The methodology is validated through experiments on multiple datasets including digit recognition tasks, PACS—a benchmark for domain generalization across differing styles like photos, art, cartoons, and sketches—and generalization tests from ImageNet to ImageNet-Sketch:

• Digits Recognition: RandConv demonstrates superior performance in a digits recognition benchmark involving different datasets. It outperforms existing state-of-the-art single domain generalization methods by a notable margin.
• PACS Benchmark: Strong improvements are observed particularly for the challenging Sketch domain within PACS, demonstrating RandConv’s robustness against texture shifts.
• ImageNet to ImageNet-Sketch: Significant advancements in performance over baselines are noted, reflecting RandConv's effectiveness in combating severe texture and style shifts.

Implications and Future Directions

RandConv provides a promising avenue for crafting visual representations that are robust to texture variations without access to multiple domain sources during training. This methodology could be pivotal in the adaptation of models across diverse and unforeseen operating conditions—one potential direction is its application in scenarios like autonomous vehicles or robot vision systems where environments are drastically varied.

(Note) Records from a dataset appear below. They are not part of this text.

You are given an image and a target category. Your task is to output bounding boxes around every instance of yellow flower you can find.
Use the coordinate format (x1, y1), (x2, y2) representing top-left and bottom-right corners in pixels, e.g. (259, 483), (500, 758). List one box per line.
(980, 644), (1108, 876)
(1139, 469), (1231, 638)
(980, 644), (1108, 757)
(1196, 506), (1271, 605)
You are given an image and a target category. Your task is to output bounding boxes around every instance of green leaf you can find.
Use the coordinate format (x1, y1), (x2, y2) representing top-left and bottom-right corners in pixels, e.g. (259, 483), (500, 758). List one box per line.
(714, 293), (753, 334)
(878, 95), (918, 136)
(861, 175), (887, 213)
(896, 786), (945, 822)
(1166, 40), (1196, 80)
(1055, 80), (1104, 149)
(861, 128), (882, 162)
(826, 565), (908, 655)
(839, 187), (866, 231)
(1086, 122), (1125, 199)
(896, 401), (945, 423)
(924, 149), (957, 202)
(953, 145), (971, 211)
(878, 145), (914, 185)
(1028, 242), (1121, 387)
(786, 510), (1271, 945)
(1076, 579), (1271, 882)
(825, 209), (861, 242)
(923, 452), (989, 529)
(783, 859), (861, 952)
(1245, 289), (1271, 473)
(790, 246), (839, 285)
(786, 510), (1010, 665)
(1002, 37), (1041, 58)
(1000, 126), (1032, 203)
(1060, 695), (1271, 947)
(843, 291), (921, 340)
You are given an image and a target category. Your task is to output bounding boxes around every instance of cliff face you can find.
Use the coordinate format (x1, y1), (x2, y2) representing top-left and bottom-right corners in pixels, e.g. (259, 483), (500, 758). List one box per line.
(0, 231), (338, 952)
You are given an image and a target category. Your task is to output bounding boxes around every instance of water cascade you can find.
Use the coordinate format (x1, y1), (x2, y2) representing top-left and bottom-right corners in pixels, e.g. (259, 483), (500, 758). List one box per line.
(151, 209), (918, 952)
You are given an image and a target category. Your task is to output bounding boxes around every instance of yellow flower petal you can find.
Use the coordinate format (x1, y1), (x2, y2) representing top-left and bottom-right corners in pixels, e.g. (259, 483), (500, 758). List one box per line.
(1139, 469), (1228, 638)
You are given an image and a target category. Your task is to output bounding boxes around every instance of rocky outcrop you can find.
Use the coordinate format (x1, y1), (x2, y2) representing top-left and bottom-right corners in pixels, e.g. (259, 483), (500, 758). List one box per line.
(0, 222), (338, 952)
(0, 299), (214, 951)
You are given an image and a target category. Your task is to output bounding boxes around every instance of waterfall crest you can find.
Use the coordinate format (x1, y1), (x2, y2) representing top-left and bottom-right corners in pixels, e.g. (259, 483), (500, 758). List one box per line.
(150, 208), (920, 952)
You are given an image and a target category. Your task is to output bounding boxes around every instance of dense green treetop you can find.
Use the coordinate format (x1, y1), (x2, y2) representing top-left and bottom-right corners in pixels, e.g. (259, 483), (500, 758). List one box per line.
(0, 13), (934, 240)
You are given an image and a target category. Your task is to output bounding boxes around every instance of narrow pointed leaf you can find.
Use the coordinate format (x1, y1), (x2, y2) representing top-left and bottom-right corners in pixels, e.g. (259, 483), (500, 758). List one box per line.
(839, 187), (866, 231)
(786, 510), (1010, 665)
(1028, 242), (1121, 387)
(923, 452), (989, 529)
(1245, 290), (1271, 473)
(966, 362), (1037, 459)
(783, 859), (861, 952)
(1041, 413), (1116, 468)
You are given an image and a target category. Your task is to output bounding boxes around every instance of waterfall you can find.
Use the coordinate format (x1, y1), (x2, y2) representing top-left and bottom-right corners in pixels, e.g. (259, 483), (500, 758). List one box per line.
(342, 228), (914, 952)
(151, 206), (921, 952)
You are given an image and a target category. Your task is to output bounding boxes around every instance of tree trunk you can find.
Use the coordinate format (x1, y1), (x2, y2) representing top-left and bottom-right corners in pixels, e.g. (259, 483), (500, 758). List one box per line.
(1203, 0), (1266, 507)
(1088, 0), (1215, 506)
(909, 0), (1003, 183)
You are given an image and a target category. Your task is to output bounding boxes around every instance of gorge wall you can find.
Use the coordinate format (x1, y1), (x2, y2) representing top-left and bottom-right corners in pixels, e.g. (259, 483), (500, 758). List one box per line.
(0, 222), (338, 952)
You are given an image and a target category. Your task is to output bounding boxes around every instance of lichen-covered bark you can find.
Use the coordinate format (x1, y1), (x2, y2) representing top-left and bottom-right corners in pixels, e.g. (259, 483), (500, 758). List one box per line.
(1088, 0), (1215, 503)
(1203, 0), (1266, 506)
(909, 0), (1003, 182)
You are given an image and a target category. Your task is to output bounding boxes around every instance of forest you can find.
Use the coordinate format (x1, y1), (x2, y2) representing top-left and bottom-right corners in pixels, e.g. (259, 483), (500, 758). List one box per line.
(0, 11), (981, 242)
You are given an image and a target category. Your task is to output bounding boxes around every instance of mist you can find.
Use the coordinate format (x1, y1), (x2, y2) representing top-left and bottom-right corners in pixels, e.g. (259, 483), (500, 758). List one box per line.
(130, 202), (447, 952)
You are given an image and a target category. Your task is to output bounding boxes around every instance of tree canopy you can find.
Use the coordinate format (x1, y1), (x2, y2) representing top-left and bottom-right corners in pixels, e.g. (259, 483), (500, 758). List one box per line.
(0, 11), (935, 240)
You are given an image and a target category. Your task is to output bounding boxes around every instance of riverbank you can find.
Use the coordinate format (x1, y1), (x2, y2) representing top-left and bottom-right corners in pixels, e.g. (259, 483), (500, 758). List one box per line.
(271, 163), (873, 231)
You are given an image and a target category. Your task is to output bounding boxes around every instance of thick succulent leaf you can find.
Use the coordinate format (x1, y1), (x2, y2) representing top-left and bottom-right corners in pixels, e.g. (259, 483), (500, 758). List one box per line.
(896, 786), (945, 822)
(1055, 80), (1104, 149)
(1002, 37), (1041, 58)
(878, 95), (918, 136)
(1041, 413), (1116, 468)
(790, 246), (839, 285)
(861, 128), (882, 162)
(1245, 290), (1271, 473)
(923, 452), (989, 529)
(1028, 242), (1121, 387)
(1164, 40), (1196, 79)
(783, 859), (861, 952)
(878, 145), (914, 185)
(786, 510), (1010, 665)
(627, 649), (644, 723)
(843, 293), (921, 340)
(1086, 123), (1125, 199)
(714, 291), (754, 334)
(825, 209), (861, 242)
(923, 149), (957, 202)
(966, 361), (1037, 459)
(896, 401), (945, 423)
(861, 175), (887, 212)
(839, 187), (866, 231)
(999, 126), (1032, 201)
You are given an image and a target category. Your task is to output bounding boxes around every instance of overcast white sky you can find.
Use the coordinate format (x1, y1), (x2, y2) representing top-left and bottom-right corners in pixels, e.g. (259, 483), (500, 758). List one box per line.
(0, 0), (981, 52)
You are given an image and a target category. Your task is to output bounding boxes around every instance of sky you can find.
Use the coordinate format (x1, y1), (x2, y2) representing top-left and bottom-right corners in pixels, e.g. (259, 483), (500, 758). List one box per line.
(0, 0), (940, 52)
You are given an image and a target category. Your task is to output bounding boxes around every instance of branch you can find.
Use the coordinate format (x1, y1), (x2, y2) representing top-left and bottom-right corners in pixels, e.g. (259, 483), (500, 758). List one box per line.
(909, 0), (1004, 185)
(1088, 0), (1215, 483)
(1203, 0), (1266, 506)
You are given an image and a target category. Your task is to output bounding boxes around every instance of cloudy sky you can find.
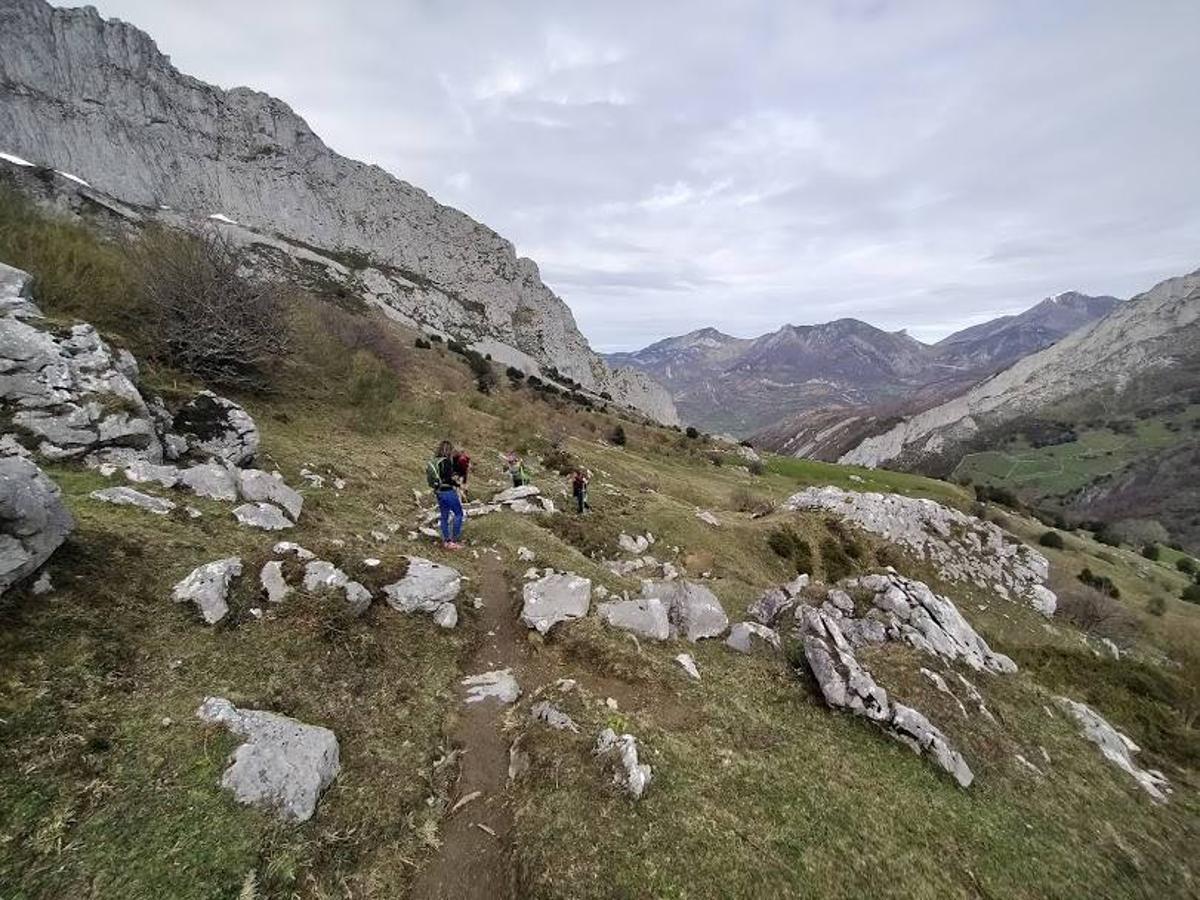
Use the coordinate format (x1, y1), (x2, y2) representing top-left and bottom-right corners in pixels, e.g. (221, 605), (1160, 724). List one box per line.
(79, 0), (1200, 350)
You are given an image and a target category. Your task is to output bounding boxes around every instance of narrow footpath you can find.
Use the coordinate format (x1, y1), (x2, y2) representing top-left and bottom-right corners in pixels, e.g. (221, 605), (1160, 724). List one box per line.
(410, 551), (530, 900)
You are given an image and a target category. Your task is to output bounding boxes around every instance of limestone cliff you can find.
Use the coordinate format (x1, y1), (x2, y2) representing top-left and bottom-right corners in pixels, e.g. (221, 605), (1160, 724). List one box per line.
(0, 0), (677, 424)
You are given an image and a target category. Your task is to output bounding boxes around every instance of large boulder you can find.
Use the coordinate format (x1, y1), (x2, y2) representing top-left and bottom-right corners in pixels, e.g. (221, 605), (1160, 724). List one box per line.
(0, 456), (74, 595)
(521, 572), (592, 635)
(642, 578), (730, 643)
(172, 391), (259, 466)
(0, 274), (163, 462)
(196, 697), (341, 822)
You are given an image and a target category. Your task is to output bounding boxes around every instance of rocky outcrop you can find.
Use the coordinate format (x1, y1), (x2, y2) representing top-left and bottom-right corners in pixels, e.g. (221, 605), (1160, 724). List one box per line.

The paper also poses broader implications for transfer learning practices in computer vision, especially in pretraining models with enhanced robustness and transferring those benefits to downstream tasks. The notion that shape-biased pretrained models may aid in performance on semantic tasks opens substantial avenues for further exploration in disentangling and harnessing shape and texture information within neural frameworks.

Additionally, future research could explore further integration of RandConv with adversarial training techniques to enhance both robustness to domain shifts and to adversarial perturbations, thus providing dual utility in advancing model performance under real-world complex data scenarios.